Where’s the “atomism”? Where’s the dispensability of the family? Who in this debate believes that individuals are self-sufficient monads? Nobody. The entire thing is about the essential dependence of children and the scope of our collective responsibility to them. The role the state played in enabling my mother to care for her mother is basically the role that conservatives like Romney propose that the state play with respect to children. No one denies that parents bear primary responsibility for their children. No one is suggesting that the state is a viable alternative to mothers and father, brothers and sisters, aunts and uncles.

Moreover, everyone involved in this discussion agrees that child allowances help children. Cass is proposing one himself. But, again, if he thinks that child allowances help children generally, then he ought to think that they help children whose parents don’t work. His critics are asking, “Why deny to a subset of very poor children the same help you are willing to offer much more privileged children?” On its face, this seems perverse and cruel.
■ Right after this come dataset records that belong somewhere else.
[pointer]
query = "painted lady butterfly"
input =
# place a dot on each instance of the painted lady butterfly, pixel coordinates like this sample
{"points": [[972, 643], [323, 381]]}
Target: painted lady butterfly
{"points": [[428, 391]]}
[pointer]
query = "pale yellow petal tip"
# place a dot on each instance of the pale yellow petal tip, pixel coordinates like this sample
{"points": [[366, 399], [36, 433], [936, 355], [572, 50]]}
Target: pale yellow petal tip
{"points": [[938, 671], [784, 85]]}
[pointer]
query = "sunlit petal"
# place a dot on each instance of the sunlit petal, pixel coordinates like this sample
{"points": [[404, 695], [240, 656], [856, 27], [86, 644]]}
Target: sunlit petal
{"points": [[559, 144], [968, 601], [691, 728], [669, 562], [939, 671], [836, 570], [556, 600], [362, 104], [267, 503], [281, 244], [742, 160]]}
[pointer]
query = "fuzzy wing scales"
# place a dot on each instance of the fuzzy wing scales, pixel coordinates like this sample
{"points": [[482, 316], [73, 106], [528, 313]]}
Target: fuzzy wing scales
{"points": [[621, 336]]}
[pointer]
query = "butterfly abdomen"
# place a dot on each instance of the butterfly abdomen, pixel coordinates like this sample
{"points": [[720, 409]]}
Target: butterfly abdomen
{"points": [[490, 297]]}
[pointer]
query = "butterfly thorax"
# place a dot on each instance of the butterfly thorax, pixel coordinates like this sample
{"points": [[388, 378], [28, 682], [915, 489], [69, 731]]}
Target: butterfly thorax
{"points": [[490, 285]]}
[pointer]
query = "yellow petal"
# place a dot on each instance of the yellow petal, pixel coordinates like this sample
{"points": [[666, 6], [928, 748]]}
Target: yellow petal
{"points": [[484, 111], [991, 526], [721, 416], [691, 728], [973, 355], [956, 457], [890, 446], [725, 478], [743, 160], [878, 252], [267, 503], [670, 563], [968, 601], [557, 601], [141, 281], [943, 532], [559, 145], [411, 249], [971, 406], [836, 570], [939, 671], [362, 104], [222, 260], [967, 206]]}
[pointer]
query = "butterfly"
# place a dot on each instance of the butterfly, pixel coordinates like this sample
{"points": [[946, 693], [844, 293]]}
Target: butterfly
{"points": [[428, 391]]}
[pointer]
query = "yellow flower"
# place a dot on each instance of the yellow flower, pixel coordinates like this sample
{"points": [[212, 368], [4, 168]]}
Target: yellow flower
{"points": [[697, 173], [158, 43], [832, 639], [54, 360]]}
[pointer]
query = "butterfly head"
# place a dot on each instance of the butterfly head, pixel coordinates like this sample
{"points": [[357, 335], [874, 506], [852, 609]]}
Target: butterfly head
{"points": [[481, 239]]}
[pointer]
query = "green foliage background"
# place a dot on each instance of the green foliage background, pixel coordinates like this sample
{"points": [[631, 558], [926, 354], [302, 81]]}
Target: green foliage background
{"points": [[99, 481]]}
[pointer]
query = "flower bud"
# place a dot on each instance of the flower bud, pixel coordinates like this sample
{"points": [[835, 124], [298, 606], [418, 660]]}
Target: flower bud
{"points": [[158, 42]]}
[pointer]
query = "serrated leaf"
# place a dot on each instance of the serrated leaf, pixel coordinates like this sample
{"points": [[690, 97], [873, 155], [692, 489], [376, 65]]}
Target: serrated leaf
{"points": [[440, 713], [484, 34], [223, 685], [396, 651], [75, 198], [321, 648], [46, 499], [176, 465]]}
Cass whines and stomps around in a giant huff about what he sees as the unfairness of this perception. He seems to think that the existence of his own proposal, which would offer most children substantially more support than they currently receive, ought to render him immune from the perception of callousness. He’s somehow oblivious to the fact that his critics universally see him as proposing something awful because his own plan completely buys into the idea that direct cash assistance helps children. If direct government transfers of cash help kids so much, then why withhold cash transfers from kids who really need them? Cass never gets around to answering this question in a clear way. I can’t find it in his column and I can’t find it in his huffy rejoinder.

In the 90s, Cass’s thinking was highly prevalent among Democratic elites as well as Republican ones, resulting in the awful “welfare reform” bill signed by Clinton. Fortunately, this is no longer the case, and the ARP represents a decisive break from this misguided thinking.